The Digital India vision is disruptive thinking at a macro level that has the potential to change the living conditions of 1.2 billion people, and bridge the gap between Bharat and India.
A tad ambitious but within reach, if the execution is as strong as the resolve.
To start with, the digital infrastructure of the country is at a stage where the pillars are yet being built. Broadband highways, universal mobile coverage, public internet access and electronic manufacturing are the requisite pillars.
There are specific and time-bound goals to be achieved.
More than 250,000 gram panchayats are yet to be connected through broadband, 42,300 mobile-uncovered villages to be brought under the radar, most 150,000 post offices and a similar number of common service centres are yet to have broadband internet access.
Equally, this design will have to be adequately provided for with equipment (physical), to support this level of connectivity and integration, and bring about a semblance of preparedness.
Most of these projects will require active collaboration through public-private partnership models and will have to be enabled by a policy framework of the Centre and key states.
Most important is funding. Can this be brought under the Universal Service Obligation Fund and under a composite tax structure?
Telcos will have a pervasive role and will vie for the right amount of spectrum, to support this connectivity 24/7.
The implementation will be in a phased manner, where service-level agreements will have to be ruthlessly monitored to optimise on costs and minimise leakages.

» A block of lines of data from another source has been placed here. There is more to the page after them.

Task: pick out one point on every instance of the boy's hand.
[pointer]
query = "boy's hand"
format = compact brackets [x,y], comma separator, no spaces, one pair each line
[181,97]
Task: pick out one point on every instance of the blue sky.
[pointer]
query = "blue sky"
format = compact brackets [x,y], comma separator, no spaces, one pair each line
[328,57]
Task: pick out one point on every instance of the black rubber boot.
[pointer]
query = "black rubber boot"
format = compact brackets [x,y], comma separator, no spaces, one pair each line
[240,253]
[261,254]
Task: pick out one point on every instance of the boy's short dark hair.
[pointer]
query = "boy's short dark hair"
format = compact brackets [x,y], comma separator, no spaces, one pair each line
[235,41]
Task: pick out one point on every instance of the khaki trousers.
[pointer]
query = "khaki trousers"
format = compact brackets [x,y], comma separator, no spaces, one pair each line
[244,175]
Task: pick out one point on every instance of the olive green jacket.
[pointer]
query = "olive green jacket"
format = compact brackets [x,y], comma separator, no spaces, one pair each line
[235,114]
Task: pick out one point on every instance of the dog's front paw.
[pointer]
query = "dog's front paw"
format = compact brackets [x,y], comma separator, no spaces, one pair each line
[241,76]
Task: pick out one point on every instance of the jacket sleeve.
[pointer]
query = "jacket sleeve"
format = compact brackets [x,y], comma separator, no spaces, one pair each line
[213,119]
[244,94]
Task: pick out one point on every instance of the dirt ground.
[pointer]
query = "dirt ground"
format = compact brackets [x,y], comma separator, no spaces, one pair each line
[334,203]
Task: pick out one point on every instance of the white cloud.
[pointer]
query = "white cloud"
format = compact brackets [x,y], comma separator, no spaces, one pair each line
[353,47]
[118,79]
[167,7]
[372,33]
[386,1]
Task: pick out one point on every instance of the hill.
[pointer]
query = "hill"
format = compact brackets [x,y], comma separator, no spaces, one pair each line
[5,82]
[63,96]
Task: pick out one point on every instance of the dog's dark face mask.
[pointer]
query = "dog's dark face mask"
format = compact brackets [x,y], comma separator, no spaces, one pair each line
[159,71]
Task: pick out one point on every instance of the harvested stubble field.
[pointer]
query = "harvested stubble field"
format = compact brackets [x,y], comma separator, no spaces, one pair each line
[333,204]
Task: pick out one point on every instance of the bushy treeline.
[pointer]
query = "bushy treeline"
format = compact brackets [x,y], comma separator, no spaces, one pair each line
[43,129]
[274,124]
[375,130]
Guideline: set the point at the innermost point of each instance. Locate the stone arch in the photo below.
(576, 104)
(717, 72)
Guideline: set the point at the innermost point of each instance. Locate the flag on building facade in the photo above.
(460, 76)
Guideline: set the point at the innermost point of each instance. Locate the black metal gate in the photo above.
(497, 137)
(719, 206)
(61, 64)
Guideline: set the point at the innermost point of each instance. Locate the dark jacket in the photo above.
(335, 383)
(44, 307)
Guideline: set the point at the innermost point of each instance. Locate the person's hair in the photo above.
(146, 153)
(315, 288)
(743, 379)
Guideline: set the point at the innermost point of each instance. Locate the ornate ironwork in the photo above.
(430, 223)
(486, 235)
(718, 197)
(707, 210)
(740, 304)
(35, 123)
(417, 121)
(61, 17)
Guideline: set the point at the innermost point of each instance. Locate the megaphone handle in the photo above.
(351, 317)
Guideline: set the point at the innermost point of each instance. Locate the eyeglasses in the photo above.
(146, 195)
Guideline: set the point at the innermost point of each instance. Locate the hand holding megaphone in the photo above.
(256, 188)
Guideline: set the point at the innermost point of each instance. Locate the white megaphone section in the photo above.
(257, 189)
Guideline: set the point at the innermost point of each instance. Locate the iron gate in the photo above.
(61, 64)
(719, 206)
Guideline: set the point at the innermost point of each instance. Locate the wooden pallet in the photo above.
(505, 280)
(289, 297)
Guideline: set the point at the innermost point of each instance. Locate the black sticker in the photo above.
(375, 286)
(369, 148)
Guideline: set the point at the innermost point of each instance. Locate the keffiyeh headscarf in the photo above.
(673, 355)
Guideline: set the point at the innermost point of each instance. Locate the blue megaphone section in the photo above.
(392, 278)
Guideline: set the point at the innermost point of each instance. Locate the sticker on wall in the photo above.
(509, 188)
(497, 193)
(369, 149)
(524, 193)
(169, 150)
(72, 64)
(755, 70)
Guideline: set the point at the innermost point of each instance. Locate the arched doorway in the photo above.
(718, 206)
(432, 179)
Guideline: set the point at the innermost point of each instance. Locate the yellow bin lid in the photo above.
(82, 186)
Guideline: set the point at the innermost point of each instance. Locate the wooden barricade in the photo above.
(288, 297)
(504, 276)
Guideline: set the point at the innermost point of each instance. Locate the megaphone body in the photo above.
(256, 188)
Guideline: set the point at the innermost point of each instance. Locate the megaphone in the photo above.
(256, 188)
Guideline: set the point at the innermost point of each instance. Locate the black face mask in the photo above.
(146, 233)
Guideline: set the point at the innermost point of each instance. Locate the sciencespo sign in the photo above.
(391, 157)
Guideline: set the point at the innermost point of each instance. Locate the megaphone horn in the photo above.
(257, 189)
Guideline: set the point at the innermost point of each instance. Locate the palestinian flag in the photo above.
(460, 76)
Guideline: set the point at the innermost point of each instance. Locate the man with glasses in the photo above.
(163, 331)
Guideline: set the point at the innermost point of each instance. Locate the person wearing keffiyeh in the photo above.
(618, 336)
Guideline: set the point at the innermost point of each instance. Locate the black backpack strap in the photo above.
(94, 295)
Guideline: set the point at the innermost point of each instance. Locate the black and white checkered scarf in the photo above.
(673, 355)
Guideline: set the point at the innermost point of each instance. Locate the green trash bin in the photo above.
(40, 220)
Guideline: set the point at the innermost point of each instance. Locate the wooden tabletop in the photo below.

Minimum government yet maximum governance is the panacea advocated for addressing this gap between the haves and the have-nots.
This vision can fructify through e-government, electronic service delivery and information made open to all.
If online has to be the sine qua non for 1.2 billion people, then the information technology interface has to work efficiently, backed by a robust off-line physical delivery mechanism, with appropriate integration of both.
Even the concept is mind-boggling in its ambitiousness and audacity. Transparency, large-project management skills, harmonisation and data authenticity, cyber security and domain expertise will all need to be addressed concurrently, continually, and through a network of stakeholders, who are at various stages of evolution.
This is being thought through at various levels but the outcome will rest on execution.
The unbanked and the millions with little or no access to basic health care, education, etc, all make this strategy an imperative for rapid national development.
It is often said India has missed many an important bus. Probably so.
By digitally empowering its citizens, the government can undo a lot of these misses and create a level-playing field.
The ability to optimally leverage all that is being envisaged calls for a massive overhaul of the education system.
It is a pre-requisite that digital literacy (easier to impart than normal literacy) reaches the masses, creates employment opportunities and fosters a culture where technology-enabled services are adopted.
A dream of this magnitude can turn into reality when we collaborate with stakeholders, who represent a microcosm of the Indian diversity.
The Budget is just round the corner.
There is cause for hope, that the finance minister will unveil an attractive package this February, and bring us a step closer to realising the Digital India dream.